Since 1981, every grievance, arbitration, lawsuit and contract for legal services, including every one of the high-dollar settlements covered in “The Black Avenger,” has crossed the Board of Water and Power Commissioners for approval. The Board, having recently mandated “Mutual Respect” and “Workplace Violence” seminars for each employee, cannot claim to be unaware of the rift between enlisted cronies and career civil servants. The real question is: Did they turn a blind eye to it or did they mandate these seminars in an effort to re-frame executive-orchestrated retaliation and bullying as a supervisory issue?

Charter reform and manipulation of civil-service classification and selection processes have exacerbated the problem by increasing the latitude and number of non-civil-service employees serving at the pleasure of management and beholden to their closely held personal and political agendas.

Is the situation out of control? Civil service is characterized by low turnover designed to prevent spoils-system graft and corruption.
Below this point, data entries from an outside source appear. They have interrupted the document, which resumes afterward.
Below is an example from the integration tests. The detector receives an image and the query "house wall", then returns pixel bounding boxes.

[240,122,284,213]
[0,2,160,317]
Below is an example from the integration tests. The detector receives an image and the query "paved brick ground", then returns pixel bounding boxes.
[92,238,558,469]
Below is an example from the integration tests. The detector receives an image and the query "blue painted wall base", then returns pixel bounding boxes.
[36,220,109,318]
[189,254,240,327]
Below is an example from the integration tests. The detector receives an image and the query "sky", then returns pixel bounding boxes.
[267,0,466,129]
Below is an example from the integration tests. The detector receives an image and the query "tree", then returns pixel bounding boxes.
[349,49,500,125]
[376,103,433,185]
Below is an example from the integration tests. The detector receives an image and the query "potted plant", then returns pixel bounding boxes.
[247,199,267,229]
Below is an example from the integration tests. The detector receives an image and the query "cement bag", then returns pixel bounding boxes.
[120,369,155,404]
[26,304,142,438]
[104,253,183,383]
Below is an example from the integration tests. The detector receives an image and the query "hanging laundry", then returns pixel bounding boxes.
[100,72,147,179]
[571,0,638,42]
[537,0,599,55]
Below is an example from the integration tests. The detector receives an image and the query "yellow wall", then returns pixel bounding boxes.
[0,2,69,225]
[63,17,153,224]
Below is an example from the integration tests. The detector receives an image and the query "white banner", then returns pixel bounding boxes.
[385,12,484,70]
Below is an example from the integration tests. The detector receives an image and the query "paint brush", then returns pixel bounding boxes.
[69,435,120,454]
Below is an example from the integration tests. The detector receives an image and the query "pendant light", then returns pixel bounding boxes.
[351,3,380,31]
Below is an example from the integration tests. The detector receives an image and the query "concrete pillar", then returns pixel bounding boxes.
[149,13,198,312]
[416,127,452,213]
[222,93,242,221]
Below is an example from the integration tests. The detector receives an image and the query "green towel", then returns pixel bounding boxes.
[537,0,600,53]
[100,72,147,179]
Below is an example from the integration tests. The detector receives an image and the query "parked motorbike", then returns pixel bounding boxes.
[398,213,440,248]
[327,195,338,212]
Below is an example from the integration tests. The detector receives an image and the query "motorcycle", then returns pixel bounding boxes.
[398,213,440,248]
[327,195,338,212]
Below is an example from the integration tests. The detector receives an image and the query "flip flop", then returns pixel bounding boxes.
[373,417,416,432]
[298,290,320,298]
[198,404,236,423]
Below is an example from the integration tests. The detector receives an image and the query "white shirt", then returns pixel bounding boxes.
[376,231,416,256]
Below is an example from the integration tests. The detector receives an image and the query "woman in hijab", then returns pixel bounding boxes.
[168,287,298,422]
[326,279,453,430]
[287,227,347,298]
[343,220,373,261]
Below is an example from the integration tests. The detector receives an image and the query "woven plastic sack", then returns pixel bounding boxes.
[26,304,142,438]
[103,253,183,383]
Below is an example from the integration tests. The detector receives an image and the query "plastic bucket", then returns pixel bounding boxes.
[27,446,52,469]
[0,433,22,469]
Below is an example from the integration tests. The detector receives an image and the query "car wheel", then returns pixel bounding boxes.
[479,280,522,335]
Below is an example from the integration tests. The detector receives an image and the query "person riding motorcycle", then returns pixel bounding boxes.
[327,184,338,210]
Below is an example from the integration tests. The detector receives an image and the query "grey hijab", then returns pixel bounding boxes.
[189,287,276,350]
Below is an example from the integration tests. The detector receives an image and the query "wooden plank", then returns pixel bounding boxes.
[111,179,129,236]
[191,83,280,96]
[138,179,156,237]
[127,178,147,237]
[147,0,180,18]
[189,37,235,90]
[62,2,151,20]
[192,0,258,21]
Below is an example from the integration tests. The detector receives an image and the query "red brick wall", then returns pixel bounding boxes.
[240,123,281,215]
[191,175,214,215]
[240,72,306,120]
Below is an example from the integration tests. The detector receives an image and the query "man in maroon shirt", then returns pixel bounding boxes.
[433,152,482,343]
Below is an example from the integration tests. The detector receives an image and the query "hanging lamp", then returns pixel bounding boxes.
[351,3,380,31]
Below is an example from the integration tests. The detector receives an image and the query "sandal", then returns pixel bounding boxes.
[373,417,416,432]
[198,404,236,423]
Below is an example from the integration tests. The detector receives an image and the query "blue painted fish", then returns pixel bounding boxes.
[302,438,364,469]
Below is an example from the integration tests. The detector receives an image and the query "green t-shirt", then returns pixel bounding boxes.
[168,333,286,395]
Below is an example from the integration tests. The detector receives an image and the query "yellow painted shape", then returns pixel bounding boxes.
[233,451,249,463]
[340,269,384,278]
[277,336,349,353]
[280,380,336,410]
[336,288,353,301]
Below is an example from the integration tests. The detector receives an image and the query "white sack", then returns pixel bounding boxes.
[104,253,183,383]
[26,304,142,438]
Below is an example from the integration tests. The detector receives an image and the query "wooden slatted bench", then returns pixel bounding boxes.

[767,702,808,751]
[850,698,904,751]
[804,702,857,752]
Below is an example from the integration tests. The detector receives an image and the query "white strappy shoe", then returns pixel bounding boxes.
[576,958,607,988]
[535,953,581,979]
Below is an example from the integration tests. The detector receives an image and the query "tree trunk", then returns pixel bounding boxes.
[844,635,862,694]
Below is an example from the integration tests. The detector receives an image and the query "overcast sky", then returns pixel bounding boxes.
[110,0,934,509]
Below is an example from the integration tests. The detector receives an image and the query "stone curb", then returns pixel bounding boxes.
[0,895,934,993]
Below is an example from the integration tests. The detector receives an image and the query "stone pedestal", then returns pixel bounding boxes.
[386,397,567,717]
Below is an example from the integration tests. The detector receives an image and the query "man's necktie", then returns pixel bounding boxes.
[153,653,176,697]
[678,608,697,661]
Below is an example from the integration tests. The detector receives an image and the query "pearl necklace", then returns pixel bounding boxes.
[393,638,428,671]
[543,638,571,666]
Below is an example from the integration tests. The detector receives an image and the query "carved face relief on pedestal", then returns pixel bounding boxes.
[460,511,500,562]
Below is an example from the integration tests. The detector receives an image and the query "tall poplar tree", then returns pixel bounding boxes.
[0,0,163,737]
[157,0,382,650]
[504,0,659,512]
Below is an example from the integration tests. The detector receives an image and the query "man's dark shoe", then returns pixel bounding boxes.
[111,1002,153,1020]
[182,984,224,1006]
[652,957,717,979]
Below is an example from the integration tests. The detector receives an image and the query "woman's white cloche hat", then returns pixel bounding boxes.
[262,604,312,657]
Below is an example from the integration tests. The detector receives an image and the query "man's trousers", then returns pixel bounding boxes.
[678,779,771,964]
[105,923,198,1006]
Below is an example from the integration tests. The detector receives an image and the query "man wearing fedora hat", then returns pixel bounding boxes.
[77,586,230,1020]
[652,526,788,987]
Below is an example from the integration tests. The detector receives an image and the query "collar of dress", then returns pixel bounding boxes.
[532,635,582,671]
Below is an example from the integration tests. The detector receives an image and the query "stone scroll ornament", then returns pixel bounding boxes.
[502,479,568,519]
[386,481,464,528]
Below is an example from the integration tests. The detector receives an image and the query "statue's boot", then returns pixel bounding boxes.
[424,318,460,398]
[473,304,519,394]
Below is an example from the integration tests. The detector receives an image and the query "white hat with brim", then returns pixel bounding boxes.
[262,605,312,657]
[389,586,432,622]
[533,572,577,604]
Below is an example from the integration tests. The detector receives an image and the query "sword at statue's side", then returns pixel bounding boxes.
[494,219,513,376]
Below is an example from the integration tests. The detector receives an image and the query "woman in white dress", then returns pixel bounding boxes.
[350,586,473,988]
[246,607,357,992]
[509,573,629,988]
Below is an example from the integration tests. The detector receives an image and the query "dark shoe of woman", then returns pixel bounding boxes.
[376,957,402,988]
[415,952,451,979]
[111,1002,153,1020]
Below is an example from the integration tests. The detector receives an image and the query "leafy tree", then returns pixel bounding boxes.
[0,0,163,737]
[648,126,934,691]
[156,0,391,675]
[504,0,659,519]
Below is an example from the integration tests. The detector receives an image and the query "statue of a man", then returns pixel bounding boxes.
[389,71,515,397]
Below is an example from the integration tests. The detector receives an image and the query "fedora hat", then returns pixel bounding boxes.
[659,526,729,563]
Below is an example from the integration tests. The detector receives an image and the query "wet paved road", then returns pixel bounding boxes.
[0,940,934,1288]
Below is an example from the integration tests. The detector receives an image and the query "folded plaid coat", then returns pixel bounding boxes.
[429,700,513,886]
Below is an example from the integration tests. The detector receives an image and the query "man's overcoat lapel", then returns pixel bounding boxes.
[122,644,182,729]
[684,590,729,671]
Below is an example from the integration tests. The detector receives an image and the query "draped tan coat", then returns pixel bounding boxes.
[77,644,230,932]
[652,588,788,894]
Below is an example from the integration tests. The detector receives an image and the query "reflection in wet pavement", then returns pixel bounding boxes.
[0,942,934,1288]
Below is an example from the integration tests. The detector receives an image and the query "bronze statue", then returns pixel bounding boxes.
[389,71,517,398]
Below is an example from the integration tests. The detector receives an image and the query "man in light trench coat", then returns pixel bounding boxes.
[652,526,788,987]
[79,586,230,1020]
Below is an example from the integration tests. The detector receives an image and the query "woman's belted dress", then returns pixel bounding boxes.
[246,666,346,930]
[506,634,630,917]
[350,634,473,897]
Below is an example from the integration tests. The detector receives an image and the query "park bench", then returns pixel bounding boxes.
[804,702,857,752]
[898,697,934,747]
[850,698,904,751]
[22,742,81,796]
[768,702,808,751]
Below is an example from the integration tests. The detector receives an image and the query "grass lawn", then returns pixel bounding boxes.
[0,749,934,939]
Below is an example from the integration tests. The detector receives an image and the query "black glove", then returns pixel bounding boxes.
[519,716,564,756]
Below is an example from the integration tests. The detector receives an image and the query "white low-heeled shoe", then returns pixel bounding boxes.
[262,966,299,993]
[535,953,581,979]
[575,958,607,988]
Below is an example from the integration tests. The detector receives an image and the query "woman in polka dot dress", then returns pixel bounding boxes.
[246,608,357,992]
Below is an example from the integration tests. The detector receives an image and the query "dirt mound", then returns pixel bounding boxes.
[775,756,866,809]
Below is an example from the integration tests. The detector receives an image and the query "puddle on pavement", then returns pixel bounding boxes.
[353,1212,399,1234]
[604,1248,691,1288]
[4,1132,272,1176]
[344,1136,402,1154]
A monopoly, too, is characterized by low turnover. The LADWP is both a civil-service organization and a monopoly. But the high turnover at the management level indicates that the organizational focus has shifted from public service to opportunists jockeying for personal power. Strife in the workplace, reduced output and higher costs are a result of a preoccupied, self-serving leadership.

By their rhetoric, city administrators lay blame on contractors and understudies. City leaders and their blindly following minions seem to have forgotten that they are charged with a higher standard of behavior, embodied in the city oath, to provide and ensure continuous, ethical, uncompromised, cost-effective service to the citizens of Los Angeles. For their public service, Angelenos entrust them with uncompromised authority, good salaries, benefits and civic honors.

There is a consequence to violating and spinning away the public trust. Therein lies the crux of the problem. The regulatory agencies of this administration — the Board, Controller’s Office, Ethics Commission, Civil Service Commission, City Attorney’s Office and Mayor’s Office — continue to support the status quo, a derelict and dysfunctional culture. Consequently, these internal policing agencies must be the first priority for reform.

I hope that the recent exposure and awareness of widespread city mismanagement, specifically at the LADWP, will result in a recall of the public’s trust.